On Monday night, for some areas in the South and Central America as well as the Caribbean, Sirius will likely disappear for a short time. This happens when a small asteroid passes in front of the star and cloaks it for up to 1.6 seconds, according to the International Occultation Timing Association. (Yes, the acronym is IOTA.)
In this case, the asteroid 4388 Jürgenstock has an apparent diameter that is only an iota larger than Sirius. The angular diameter of the asteroid is about 0.007 arc seconds (one arc second is 1/600 of the night sky), while the angled diameter of Sirius is 0.006 arc seconds. When the asteroid passes in front of Sirius, the star is briefly muted, perhaps completely, before lightening quickly. Sirius seems to blink slowly once.

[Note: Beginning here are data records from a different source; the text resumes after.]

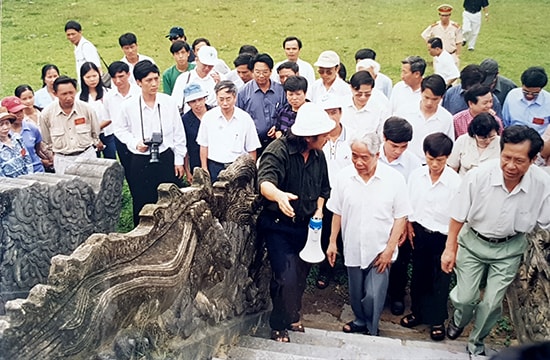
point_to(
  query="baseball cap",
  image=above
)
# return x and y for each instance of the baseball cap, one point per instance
(13, 104)
(208, 55)
(176, 32)
(193, 91)
(332, 102)
(312, 120)
(4, 114)
(445, 9)
(490, 67)
(328, 59)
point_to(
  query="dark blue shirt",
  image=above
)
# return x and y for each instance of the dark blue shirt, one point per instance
(262, 107)
(454, 101)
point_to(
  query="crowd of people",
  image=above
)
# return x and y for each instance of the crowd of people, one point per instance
(443, 170)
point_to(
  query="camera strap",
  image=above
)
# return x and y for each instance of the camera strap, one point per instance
(141, 118)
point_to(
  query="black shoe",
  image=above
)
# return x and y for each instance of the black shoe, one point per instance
(397, 307)
(453, 331)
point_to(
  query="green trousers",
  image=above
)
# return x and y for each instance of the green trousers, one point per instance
(475, 258)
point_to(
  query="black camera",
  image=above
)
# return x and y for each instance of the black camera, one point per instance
(154, 143)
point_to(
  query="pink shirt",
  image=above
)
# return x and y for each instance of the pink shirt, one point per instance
(463, 118)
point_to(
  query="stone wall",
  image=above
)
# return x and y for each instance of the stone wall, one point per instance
(529, 295)
(42, 215)
(192, 263)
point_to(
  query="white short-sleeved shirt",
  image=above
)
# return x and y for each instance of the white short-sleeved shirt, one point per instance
(445, 65)
(320, 93)
(162, 117)
(384, 84)
(368, 211)
(338, 154)
(484, 202)
(227, 140)
(207, 84)
(405, 164)
(465, 155)
(431, 202)
(441, 121)
(403, 96)
(368, 119)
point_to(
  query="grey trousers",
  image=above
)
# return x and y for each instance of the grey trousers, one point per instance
(367, 292)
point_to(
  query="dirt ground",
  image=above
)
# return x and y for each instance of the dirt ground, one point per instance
(333, 299)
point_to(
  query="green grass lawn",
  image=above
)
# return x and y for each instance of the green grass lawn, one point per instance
(32, 31)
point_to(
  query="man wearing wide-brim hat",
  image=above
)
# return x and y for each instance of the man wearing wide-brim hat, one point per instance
(294, 184)
(447, 30)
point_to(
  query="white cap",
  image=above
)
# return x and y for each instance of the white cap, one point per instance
(328, 59)
(312, 120)
(194, 91)
(332, 102)
(366, 64)
(208, 55)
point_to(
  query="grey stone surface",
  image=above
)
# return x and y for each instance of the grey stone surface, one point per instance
(529, 294)
(42, 215)
(161, 290)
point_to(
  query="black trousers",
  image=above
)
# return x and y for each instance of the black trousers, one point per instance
(284, 240)
(429, 284)
(145, 177)
(324, 267)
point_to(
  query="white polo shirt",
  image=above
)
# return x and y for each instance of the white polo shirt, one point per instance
(162, 117)
(431, 202)
(338, 154)
(441, 121)
(403, 96)
(227, 139)
(368, 211)
(370, 118)
(484, 202)
(320, 93)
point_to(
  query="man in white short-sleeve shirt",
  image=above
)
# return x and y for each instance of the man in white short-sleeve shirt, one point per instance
(500, 201)
(370, 205)
(226, 132)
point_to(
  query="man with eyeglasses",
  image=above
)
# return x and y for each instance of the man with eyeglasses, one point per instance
(329, 84)
(261, 98)
(530, 104)
(368, 107)
(447, 30)
(479, 99)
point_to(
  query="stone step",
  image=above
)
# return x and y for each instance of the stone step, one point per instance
(322, 344)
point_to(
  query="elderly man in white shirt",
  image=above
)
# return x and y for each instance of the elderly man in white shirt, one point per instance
(151, 127)
(226, 132)
(444, 63)
(431, 189)
(495, 206)
(368, 108)
(428, 116)
(370, 205)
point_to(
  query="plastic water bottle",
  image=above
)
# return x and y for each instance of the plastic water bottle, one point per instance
(312, 251)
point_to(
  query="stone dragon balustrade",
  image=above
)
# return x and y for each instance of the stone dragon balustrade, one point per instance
(42, 215)
(191, 263)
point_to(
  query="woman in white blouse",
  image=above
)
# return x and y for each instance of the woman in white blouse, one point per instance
(93, 92)
(481, 143)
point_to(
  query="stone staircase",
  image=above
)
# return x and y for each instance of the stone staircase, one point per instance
(317, 344)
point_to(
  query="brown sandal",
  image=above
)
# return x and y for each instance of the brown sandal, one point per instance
(280, 335)
(297, 326)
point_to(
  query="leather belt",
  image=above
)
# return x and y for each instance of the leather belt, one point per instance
(76, 153)
(493, 240)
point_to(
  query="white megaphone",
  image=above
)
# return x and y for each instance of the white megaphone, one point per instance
(312, 251)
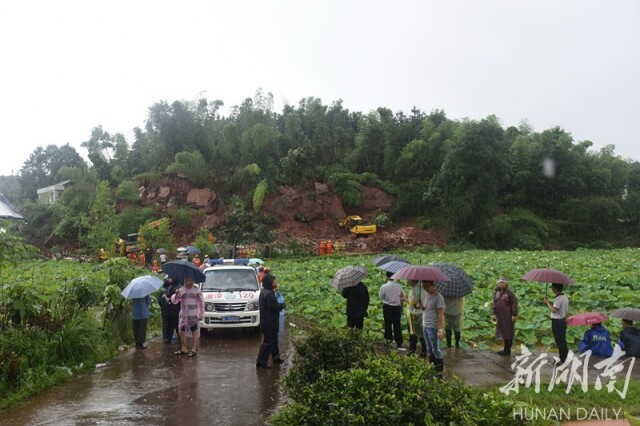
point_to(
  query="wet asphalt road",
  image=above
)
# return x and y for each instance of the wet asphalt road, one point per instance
(220, 386)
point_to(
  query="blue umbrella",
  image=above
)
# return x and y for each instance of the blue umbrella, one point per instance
(141, 287)
(180, 269)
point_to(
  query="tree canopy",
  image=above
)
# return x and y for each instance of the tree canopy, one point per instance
(473, 178)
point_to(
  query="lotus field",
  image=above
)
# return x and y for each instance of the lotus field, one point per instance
(604, 280)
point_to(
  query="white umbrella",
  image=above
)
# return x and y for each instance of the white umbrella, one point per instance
(348, 276)
(141, 287)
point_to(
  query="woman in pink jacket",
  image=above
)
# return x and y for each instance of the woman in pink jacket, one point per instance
(191, 313)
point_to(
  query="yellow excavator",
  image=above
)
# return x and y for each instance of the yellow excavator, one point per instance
(135, 241)
(356, 227)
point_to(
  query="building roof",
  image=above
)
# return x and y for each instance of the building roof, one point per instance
(8, 210)
(57, 187)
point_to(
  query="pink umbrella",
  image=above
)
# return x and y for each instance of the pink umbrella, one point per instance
(420, 273)
(586, 318)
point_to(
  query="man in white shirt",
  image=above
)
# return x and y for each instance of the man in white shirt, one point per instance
(391, 295)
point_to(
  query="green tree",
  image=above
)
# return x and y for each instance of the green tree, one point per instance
(101, 229)
(465, 192)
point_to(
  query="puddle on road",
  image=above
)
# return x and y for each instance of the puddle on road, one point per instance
(220, 386)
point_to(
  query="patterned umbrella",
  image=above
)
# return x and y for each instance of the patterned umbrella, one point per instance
(141, 287)
(459, 284)
(586, 318)
(393, 266)
(179, 269)
(630, 314)
(547, 275)
(420, 273)
(348, 276)
(382, 259)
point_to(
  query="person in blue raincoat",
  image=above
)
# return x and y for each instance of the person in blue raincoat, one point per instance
(597, 340)
(140, 313)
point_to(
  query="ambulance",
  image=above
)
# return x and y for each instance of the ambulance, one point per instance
(231, 291)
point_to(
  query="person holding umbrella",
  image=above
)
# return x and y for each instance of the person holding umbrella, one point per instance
(414, 318)
(629, 336)
(269, 323)
(191, 313)
(357, 304)
(170, 311)
(505, 314)
(559, 310)
(138, 291)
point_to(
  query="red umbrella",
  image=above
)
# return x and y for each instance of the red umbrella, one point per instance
(586, 318)
(547, 275)
(420, 273)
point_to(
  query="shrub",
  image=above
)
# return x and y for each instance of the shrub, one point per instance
(338, 377)
(127, 191)
(77, 340)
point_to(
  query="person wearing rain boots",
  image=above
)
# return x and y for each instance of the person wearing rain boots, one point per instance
(505, 313)
(433, 324)
(453, 318)
(269, 323)
(415, 308)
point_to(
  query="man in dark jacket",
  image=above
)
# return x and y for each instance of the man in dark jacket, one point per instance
(629, 339)
(357, 304)
(505, 313)
(170, 312)
(269, 322)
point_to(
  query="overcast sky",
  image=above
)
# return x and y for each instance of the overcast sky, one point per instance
(69, 66)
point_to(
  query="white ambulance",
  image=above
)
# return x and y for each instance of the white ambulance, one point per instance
(231, 291)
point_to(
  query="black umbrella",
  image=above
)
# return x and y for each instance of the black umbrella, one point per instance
(385, 258)
(180, 269)
(348, 276)
(630, 314)
(459, 284)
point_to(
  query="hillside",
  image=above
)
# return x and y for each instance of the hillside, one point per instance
(304, 216)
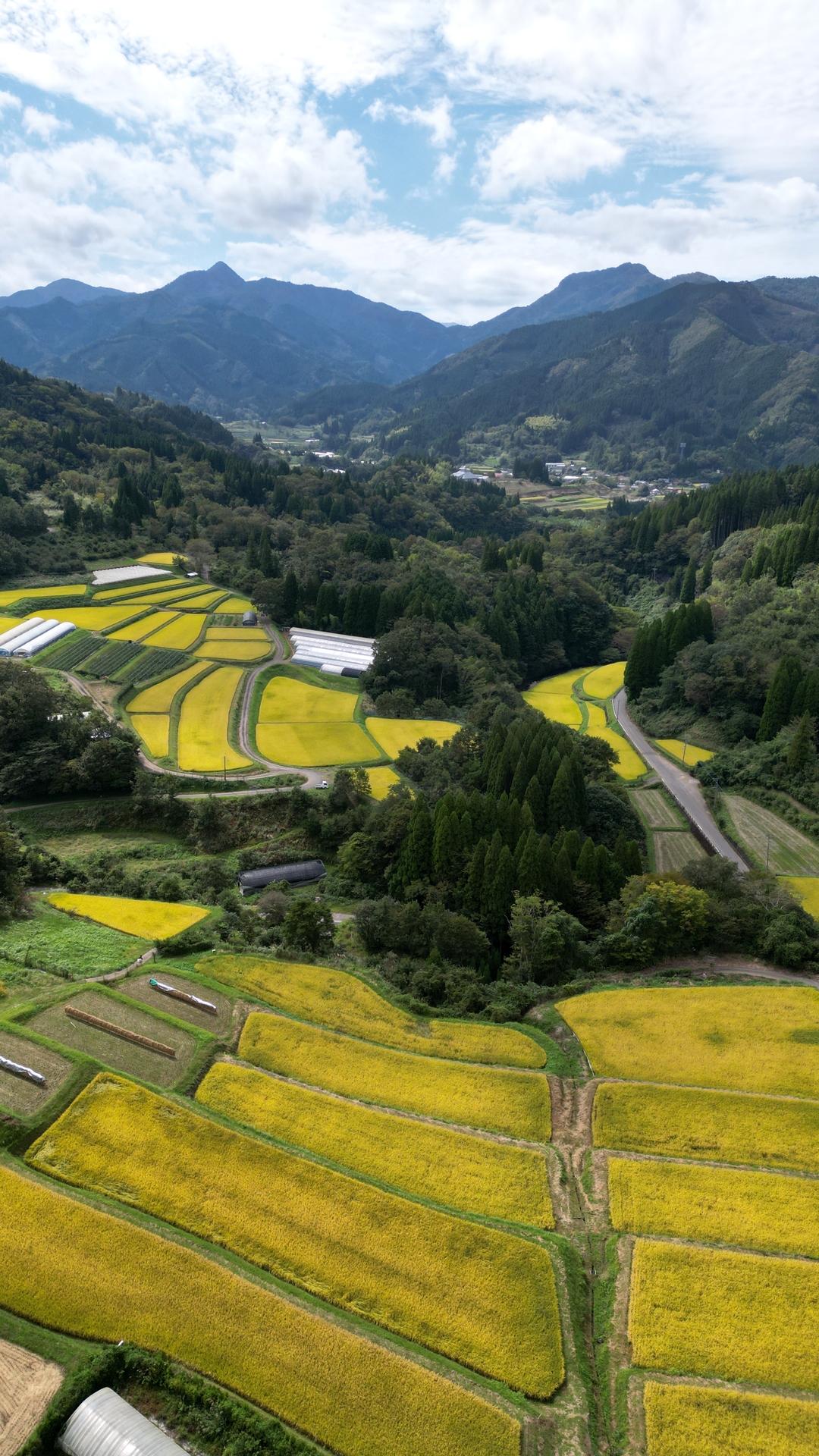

Unfortunately, the path for this event is mostly over water. Based on maps from IOTA, occultation appears over clippings from Argentina and Chile, Panama, the head of Haiti and possibly Turks and Caicos. There remains a slight uncertainty in the timing that is expected to begin along its journey, which starts at 05:11 UTC and ends on Tuesday, February 19, at 05:26 UTC.
With a diameter of 4.7 km asteroid belt object was discovered in 1964 by an astronomer who – you guessed it – Jürgen Stock. This covering should give astronomers a rare opportunity to better characterize the dimensions of the asteroid. It is likely to have an irregular shape and further contribute to the uncertainty of how far it will block the light from Sirius.